Aznar dice que en Cataluña aplicaría la ley que penaba con cárcel convocar un referéndum ilegal

Dice que no es "jefe de la oposición" interna en el PP pero admite que la sucesión de un "liderazgo fuerte" siempre es difícil.

El expresidente José María Aznar ha afirmado que si él estuviese al frente del Gobierno actuaría en Cataluña aplicando la ley "con todas sus consecuencias", concretamente la que él aprobó para penar con cinco años de cárcel la convocatoria de un referéndum ilegal, pero que fue derogada por el Ejecutivo socialista y "no ha sido restablecida" por el actual.
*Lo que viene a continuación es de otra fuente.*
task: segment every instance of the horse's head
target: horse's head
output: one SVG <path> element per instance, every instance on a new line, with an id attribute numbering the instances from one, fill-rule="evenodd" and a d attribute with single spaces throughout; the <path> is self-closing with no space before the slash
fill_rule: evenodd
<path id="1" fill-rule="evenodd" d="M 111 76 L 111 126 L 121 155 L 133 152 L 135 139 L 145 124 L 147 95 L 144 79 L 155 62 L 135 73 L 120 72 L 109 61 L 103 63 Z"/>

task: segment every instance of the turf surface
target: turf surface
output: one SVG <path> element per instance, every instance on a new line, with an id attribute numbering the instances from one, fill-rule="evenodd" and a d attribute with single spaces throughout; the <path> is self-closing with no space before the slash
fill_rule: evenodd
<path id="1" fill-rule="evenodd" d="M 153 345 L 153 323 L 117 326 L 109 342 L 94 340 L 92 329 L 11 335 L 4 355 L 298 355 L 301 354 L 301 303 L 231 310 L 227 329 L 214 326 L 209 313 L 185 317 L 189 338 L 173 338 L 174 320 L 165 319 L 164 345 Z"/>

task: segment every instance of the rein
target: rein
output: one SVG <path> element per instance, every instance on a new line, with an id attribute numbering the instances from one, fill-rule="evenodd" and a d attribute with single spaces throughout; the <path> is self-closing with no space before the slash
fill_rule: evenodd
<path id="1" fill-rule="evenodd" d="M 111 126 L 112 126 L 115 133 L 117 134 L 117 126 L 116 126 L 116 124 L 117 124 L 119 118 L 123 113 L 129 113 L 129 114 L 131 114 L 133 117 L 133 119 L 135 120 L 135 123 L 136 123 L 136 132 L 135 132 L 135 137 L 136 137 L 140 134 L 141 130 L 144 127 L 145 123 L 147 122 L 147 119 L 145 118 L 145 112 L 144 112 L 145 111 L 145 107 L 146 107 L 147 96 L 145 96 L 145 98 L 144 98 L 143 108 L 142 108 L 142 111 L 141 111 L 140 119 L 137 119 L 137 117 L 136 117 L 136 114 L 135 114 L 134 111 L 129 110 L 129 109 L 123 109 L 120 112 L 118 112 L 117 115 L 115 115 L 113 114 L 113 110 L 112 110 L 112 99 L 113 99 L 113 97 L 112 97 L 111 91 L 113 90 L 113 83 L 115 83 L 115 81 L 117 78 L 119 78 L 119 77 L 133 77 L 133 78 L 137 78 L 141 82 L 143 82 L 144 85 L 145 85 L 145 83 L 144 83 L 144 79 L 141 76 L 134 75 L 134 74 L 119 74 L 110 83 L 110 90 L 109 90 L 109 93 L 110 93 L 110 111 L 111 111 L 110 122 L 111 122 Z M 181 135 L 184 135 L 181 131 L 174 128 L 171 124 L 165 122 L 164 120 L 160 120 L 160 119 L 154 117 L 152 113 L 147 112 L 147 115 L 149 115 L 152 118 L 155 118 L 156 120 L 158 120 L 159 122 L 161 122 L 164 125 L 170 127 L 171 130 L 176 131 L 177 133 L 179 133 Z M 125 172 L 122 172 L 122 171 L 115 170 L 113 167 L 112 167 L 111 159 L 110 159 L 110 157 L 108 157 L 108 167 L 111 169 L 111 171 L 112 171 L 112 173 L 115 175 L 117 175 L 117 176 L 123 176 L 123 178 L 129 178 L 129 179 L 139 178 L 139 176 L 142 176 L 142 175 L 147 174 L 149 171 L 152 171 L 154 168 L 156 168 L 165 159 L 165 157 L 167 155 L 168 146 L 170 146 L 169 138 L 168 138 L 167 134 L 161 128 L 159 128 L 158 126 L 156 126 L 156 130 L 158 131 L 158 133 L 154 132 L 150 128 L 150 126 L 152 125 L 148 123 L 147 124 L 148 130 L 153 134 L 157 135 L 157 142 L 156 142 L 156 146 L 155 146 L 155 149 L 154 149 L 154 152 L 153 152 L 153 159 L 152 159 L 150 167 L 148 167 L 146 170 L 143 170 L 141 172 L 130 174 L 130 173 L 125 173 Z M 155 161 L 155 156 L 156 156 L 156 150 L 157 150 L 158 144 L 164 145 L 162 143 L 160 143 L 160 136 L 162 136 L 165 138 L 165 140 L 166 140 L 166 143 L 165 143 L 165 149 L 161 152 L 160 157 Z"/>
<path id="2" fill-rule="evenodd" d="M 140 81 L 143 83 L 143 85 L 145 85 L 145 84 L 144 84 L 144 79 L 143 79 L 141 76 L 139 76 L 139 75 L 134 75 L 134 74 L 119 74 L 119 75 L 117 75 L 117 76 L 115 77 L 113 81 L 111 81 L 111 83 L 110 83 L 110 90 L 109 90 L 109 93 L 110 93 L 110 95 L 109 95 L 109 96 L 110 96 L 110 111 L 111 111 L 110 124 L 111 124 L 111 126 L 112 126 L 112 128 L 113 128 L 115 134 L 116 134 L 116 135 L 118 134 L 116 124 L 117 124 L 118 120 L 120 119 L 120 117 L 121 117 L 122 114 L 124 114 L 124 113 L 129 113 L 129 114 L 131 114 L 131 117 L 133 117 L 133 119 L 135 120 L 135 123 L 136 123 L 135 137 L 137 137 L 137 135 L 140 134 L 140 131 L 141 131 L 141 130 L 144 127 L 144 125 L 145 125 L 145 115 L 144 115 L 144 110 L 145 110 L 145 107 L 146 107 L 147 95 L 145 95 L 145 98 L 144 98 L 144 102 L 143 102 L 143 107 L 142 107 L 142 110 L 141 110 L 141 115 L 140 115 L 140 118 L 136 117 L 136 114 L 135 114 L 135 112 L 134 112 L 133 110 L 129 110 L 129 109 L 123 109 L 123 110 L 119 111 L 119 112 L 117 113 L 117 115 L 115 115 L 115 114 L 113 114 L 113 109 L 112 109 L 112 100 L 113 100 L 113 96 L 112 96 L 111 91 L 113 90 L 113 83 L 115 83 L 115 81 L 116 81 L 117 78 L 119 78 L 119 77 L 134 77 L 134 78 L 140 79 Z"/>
En una entrevista en Onda Cero recogida por Europa Press, Aznar ha defendido que, frente a quienes le culpan de haber incentivado el independentismo, "ahora se demuestra" que su Gobierno tenía razón en defender "una política nacional muy vigorosa y muy fuerte" para evitar lo que ahora se vive en Cataluña.

"Poner cotos a los que quieren desbordar la legalidad, romper el país, es muy importante, y ahora se demuestra que algunos teníamos alguna razón por defender algunas posiciones entonces", ha dicho.

Además, ha comentado la sentencia sobre el hundimiento del petrolero 'Prestige' en noviembre de 2002 subrayando que "ha quedado al descubierto la gigantesca operación de manipulación" de la oposición, que a su juicio había entrado en un "todo vale" para derribar al Gobierno.

"Nosotros no hundimos el barco y la sentencia es muy esclarecedora", ha manifestado. Aznar ha reconocido que "tal vez al principio hubiera cierta tardanza en reaccionar" al accidente, pero que luego "se hicieron las cosas razonablemente bien", entre otros por el actual presidente del Gobierno, Mariano Rajoy.

Por otro lado, ha asegurado que no está en sus planes volver a ser candidato a nada --"yo no me propongo como candidato a nada"-- y ha negado que sea el "jefe de la oposición" interna en el seno del PP.

No obstante, ha reconocido que las operaciones de sucesión de liderazgos "son complicadas", sobre todo si son "liderazgos fuertes" porque es difícil encontrar un equilibrio "para que quien se va haga aportaciones positivas y quien llega pueda expresar su personalidad".

Aznar se ha expresado así preguntado por la difícil convivencia del expresidente Bill Clinton y su vicepresidente y aspirante a sucederle Al Gore en la campaña electoral de 2000, y si veía similitudes con la campaña española de 2004. "La política es similar en casi todas partes y en todas partes pueden cocer habas", ha dicho.